Unlike Samsung, Apple clawed its way back into double-digit market share territory in the fourth quarter last year, putting up 11.5 percent. It is the first time since the first quarter of 2016 that the U.S. phone maker had a market share above 10 percent in China.
Last year was rough for Apple, as it had to face criticism from iPhone users worldwide over a battery scandal that broke out after the company admitted it intentionally reduced the processing power of some iPhones to prevent the devices from unexpectedly shutting down. However, premium phone buyers in China overwhelmingly chose the iPhone over Samsung’s Galaxy series.
Chinese brands’ strategy of playing up their lower prices worked for them at home. The top 10 phone manufacturers in China in the fourth quarter were all homegrown companies except for Apple, which came in at fifth.
Even in India, where Samsung has had perennial strength, China’s Xiaomi beat it in the last quarter of 2017. Xiaomi accounted for 26.2 percent of the Indian smartphone market while Samsung followed with 23.9 percent. It is the first time in roughly six years that Korea’s top smartphone vendor was knocked off the top spot in India.
Up until the first quarter of last year, Xioami took up less than half of Samsung’s market share in India, with Samsung standing strong at 28.6 percent and the Chinese company trailing with 14.1 percent.

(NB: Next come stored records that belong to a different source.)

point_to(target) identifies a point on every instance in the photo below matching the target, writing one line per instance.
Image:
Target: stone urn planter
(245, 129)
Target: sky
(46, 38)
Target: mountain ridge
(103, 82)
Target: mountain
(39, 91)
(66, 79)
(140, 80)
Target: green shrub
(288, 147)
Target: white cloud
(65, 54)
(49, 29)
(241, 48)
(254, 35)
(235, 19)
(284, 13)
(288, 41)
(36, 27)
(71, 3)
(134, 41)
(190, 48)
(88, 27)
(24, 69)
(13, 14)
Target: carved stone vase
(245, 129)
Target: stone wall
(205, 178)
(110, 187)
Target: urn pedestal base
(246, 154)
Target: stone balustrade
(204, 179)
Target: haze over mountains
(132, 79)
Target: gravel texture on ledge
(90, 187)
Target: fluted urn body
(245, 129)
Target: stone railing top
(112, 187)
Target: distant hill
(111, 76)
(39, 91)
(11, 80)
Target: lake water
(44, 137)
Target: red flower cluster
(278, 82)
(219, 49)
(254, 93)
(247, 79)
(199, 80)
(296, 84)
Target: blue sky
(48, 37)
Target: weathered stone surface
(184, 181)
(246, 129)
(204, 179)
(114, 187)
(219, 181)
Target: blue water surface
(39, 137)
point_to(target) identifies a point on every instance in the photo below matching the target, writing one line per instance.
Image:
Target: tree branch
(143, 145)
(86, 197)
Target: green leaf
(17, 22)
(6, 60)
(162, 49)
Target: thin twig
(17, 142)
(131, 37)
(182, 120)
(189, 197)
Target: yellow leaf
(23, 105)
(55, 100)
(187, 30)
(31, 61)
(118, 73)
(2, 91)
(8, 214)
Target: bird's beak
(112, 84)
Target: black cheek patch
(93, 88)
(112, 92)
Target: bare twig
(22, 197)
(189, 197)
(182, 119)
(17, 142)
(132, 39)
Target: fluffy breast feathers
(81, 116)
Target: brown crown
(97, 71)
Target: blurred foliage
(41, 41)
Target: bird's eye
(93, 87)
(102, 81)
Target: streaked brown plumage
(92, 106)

But the Chinese competitor grew quickly over the course of 2017 and finally overtook Samsung.
The Korean company still leads the global smartphone market, but it is scrambling to restore its solid status in China and India, the two largest smartphone markets in the world.
At the end of last year, Samsung released a Chinese version of its virtual assistant Bixby for its Galaxy S smartphones. Chinese is the third language that Bixby supports after Korean and English. The company also replaced the chief of its Chinese corporation and revamped its local sales teams to bolster sales.
Just last month, the company also held a Galaxy S9 series launch event in Guangzhou, China, attended by roughly 2,500 people from Chinese companies and media. At the event, Samsung announced it will customize AI and Internet of Things-based services for Chinese consumers by partnering with Chinese tech companies like Baidu, Alibaba and Mobike.
In India, Samsung is focusing on a budget model, the Galaxy On7, as there is strong demand for low-priced phones in the market. The latest version of the series, the Galaxy On7 Prime, was released in India in January.
“As the Galaxy S9, released last month, has received positive feedback from both China and India, we expect to recover our market presence in the first quarter this year,” a Samsung spokesperson said.
Samsung will use a two-track strategy, promoting its flagship Galaxy S and Galaxy Note phablets for the premium market and bolstering sales of its lower-priced Galaxy J and Galaxy A phones in emerging markets where consumers demand cheaper phones.
Industry insiders say the future of Samsung’s smartphone business could depend on the company’s forthcoming foldable phones. Samsung is expected to introduce prototype foldable phones as soon as next year’s Consumer Electronics Show in Las Vegas.
“A customized strategy for each market and innovation in smartphone hardware, like in the case of foldable phones, will have to come together for survival,” said Yoo Seung-ho, a professor of industrial convergence at Hanyang University.